Sono stati liberati Aleksandr Sasha Trufanov, Saguy Dekel-Hen e Yair Horen.
Oltre all’ennesima spettacolarizzazione dell’evento, ha colpito anche la differenza nei trattamenti che gli ostaggi hanno ricevuto in questi mesi di prigionia.
Trufanov, infatti, è apparso in buona salute, facendo fede alla promessa che Hamas ha fatto a Vladimir Putin, mentre gli altri ostaggi erano visibilmente denutriti.
I detenuti palestinesi liberati sono ben 369, tra cui 36 terroristi che stavano scontando numerosi ergastoli per attentati con morti civili.
Indossavano una maglietta bianca con la stella di David e la scritta “non dimenticheremo né perdoneremo”.
Da entrambe le parti, la propaganda sembra più importante della pace.
In particolare Israele sembrerebbe intento a ottenere il rilascio di più ostaggi possibile, prima di ricominciare a bombardare la striscia, secondo alcuni analisti.
Dall’insediamento di Trump la bilancia del potere non solo diplomatico, ma anche militare (lo Stato sionista ha ricevuto nel weekend un carico di bombe pesanti, Mk-84) sembra fortemente sbilanciata verso Tel Aviv, e si teme che la fase due non vedrà la luce, nonostante inizino a breve i negoziati.

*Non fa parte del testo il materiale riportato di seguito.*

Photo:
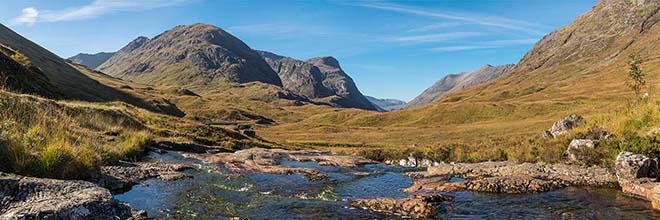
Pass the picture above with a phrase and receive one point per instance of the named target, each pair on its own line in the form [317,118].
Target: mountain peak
[195,55]
[327,60]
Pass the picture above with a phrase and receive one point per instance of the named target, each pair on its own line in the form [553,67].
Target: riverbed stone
[633,168]
[124,175]
[510,177]
[416,206]
[269,161]
[36,198]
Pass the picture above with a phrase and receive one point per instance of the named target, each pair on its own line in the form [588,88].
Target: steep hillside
[197,55]
[386,105]
[90,60]
[48,75]
[456,82]
[320,79]
[580,68]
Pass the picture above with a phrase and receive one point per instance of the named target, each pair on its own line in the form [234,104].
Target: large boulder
[35,198]
[634,168]
[563,126]
[577,148]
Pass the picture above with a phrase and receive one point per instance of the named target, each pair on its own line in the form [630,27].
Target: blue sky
[392,49]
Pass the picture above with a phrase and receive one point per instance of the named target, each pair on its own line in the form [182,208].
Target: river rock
[563,126]
[633,168]
[269,160]
[576,149]
[510,177]
[125,175]
[415,206]
[35,198]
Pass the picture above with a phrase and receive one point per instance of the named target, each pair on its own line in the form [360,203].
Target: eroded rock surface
[563,126]
[125,175]
[35,198]
[269,160]
[509,177]
[415,206]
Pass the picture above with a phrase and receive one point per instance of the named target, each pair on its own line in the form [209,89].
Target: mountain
[320,79]
[91,60]
[579,68]
[455,82]
[386,105]
[29,68]
[197,55]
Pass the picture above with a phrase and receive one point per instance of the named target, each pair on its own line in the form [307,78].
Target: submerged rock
[269,160]
[125,175]
[415,206]
[35,198]
[509,177]
[563,126]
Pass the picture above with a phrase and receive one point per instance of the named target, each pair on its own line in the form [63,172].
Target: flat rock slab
[35,198]
[509,177]
[125,175]
[415,206]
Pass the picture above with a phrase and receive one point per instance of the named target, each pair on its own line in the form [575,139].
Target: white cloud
[479,19]
[434,37]
[93,10]
[484,45]
[28,16]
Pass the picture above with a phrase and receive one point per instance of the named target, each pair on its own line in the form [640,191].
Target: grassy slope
[41,137]
[577,69]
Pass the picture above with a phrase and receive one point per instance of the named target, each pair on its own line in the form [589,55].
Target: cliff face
[192,55]
[318,78]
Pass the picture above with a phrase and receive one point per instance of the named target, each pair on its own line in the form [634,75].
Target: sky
[392,49]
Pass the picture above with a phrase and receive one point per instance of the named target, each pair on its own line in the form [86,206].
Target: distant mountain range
[197,55]
[386,105]
[90,60]
[456,82]
[319,78]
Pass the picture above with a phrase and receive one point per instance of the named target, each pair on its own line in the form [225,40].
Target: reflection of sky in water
[214,195]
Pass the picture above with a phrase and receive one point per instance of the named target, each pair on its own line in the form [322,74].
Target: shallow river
[216,194]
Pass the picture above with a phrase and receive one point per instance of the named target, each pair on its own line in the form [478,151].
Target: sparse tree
[636,77]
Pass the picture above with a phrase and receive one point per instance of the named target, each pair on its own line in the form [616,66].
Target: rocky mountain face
[90,60]
[320,79]
[192,55]
[592,51]
[386,105]
[456,82]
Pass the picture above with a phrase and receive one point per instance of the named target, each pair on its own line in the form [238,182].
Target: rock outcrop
[563,126]
[320,79]
[34,198]
[386,105]
[456,82]
[269,160]
[191,55]
[638,176]
[509,177]
[125,175]
[415,206]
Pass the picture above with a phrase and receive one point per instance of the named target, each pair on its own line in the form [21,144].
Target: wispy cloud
[484,45]
[95,9]
[436,26]
[480,19]
[434,37]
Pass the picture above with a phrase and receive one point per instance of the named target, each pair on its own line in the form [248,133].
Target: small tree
[635,76]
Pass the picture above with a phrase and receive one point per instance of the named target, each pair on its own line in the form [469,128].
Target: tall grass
[44,138]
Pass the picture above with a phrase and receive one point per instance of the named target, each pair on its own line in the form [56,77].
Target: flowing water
[215,193]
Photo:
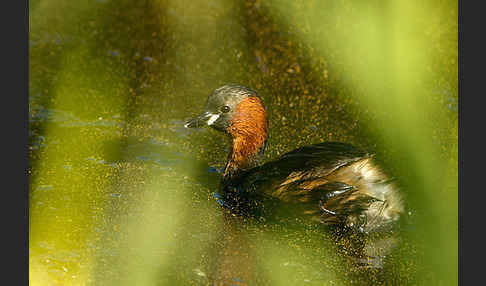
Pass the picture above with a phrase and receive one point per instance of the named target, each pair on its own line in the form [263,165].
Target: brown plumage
[330,182]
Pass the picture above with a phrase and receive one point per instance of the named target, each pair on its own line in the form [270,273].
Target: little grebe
[331,182]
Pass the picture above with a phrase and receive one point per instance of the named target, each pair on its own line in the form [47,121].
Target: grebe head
[221,107]
[238,111]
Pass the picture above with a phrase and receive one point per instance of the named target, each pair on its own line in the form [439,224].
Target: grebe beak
[205,118]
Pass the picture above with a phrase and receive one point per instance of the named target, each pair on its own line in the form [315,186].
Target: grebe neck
[248,130]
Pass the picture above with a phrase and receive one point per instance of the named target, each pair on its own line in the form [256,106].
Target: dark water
[122,194]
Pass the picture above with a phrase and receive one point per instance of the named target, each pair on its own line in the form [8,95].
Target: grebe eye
[225,109]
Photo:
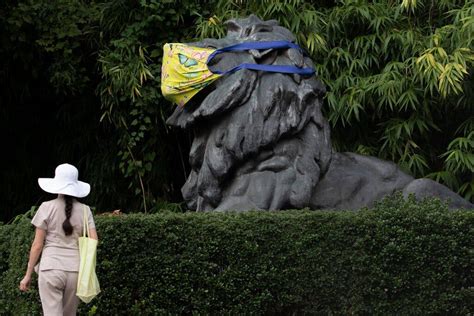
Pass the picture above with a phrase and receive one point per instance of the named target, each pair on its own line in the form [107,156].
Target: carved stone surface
[261,141]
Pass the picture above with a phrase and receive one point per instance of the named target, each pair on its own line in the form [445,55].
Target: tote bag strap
[259,46]
[85,223]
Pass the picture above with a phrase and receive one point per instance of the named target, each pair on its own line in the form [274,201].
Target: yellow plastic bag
[87,282]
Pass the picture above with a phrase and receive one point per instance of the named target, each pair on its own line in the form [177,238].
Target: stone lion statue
[261,141]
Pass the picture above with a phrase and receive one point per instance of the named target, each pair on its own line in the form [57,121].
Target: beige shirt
[60,252]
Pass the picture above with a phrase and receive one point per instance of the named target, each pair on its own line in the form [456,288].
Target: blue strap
[259,46]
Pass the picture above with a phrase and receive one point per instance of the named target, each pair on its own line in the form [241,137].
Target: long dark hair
[67,227]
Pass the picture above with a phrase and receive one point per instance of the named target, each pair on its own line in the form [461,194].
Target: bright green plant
[400,258]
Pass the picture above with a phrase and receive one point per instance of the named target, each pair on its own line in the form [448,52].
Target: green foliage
[399,76]
[399,258]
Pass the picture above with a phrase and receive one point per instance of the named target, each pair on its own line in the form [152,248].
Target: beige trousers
[57,290]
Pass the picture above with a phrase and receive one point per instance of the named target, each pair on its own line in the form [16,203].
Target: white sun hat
[65,182]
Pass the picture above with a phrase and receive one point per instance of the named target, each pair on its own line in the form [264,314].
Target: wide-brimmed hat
[66,182]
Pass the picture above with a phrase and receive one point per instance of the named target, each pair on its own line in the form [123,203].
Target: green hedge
[399,258]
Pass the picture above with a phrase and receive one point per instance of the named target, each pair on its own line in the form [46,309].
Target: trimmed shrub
[399,258]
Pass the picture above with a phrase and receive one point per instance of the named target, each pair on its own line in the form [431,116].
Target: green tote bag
[87,283]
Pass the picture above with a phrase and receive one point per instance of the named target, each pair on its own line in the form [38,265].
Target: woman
[58,225]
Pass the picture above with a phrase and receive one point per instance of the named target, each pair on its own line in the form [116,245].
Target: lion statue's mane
[261,141]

A confermare questa situazione si è svolto domenica un summit tra Netanyahu e il segretario di Stato USA, Marco Rubio.
È stata rievocata l’allegoria di Trump riguardo all’inferno, ed è stato proprio il caro amico Bibi a ricordare al mondo, e soprattutto ad Hamas, che Israele non esiterà ad aprire le porte di suddetto inferno, qualora Hamas non liberi tutti gli ostaggi. Sono ancora 14, infatti, gli ostaggi che l’organizzazione terroristica deve rilasciare entro il primo marzo, 8 di questi sono considerati morti.
Durante il summit è stata rialzata la tensione con Teheran, che non potrà munirsi del nucleare, come peraltro ha suggerito il primo mandato di Trump.
Insomma, da quando il nuovo presidente USA ha iniziato il suo mandato, Israele sa che dispone di un alleato che, al contrario dell’amministrazione Biden, non ha limiti, e può dunque fare e dire quello che vuole.